Congratulations, your company has finally grown to a size where you need to consider high availability and even separate repositories and tables. But do you know what elements are needed to separate inventory and table? The spin-off process is complicated, plan ahead, don’t wait for the actual start of all kinds of unexpected work, out of control.

This article is intended to open up the breadth of database middleware, regardless of the implementation depth, as to the concept of vertical and horizontal partition of the library table and the reasons are not explained too much. So this article is aimed at professionals with some r&d experience who are looking for selection and resolution processes.

Cut to the level

Below, scoping is done in JAVA and MySQL. Let’s take a look at the level of sub – database sub – table.

(1) coding layer

Create multiple data sources in the same project using if else routing directly in code based on criteria. With dynamic switching source abstract classes in the Spring, specific see AbstractRoutingDataSource.

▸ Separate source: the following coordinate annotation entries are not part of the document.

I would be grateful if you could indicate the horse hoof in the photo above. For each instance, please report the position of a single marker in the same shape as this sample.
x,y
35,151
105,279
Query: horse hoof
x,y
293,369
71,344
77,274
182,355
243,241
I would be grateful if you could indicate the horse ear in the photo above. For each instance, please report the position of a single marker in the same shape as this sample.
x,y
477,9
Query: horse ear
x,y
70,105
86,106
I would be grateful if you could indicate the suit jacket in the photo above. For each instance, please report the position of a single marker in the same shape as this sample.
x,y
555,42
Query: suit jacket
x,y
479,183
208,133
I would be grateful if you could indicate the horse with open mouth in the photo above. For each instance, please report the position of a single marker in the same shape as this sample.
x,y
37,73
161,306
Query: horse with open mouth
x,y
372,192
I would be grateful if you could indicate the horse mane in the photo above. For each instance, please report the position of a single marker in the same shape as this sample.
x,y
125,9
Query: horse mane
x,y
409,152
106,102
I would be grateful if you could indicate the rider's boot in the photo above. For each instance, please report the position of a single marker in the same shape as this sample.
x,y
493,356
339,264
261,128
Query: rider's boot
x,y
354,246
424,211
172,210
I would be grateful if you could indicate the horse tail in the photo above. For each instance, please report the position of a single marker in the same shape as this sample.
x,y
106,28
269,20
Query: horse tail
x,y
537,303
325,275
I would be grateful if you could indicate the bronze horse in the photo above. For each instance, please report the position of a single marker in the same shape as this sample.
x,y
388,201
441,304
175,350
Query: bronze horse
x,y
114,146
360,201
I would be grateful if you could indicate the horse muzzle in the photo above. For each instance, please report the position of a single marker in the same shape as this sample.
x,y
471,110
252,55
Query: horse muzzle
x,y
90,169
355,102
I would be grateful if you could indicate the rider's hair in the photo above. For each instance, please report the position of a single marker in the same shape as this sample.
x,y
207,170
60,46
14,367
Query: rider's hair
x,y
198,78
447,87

If the project is not very large, using this method can be done quickly. However, the disadvantages are also obvious, requiring a lot of code to take care of each branch. When it comes to cross-library queries, aggregations, and scenarios that need to loop and merge results, the workload is huge.

If the project is fissile, most of this code cannot be shared, and most of it is shared by copy. If it goes on like this, it won’t.

(2) the framework layer

This situation is suitable for a company with a unified ORM framework, but in many cases it is not practical. This is done by modifying or enhancing the functionality of the existing ORM framework by adding custom primitives or hints to SQL.

Implementing some interceptors (such as Mybatis’ Interceptor interface) and adding some custom parsing to control the flow of data is better, but will change some of the existing programming experience.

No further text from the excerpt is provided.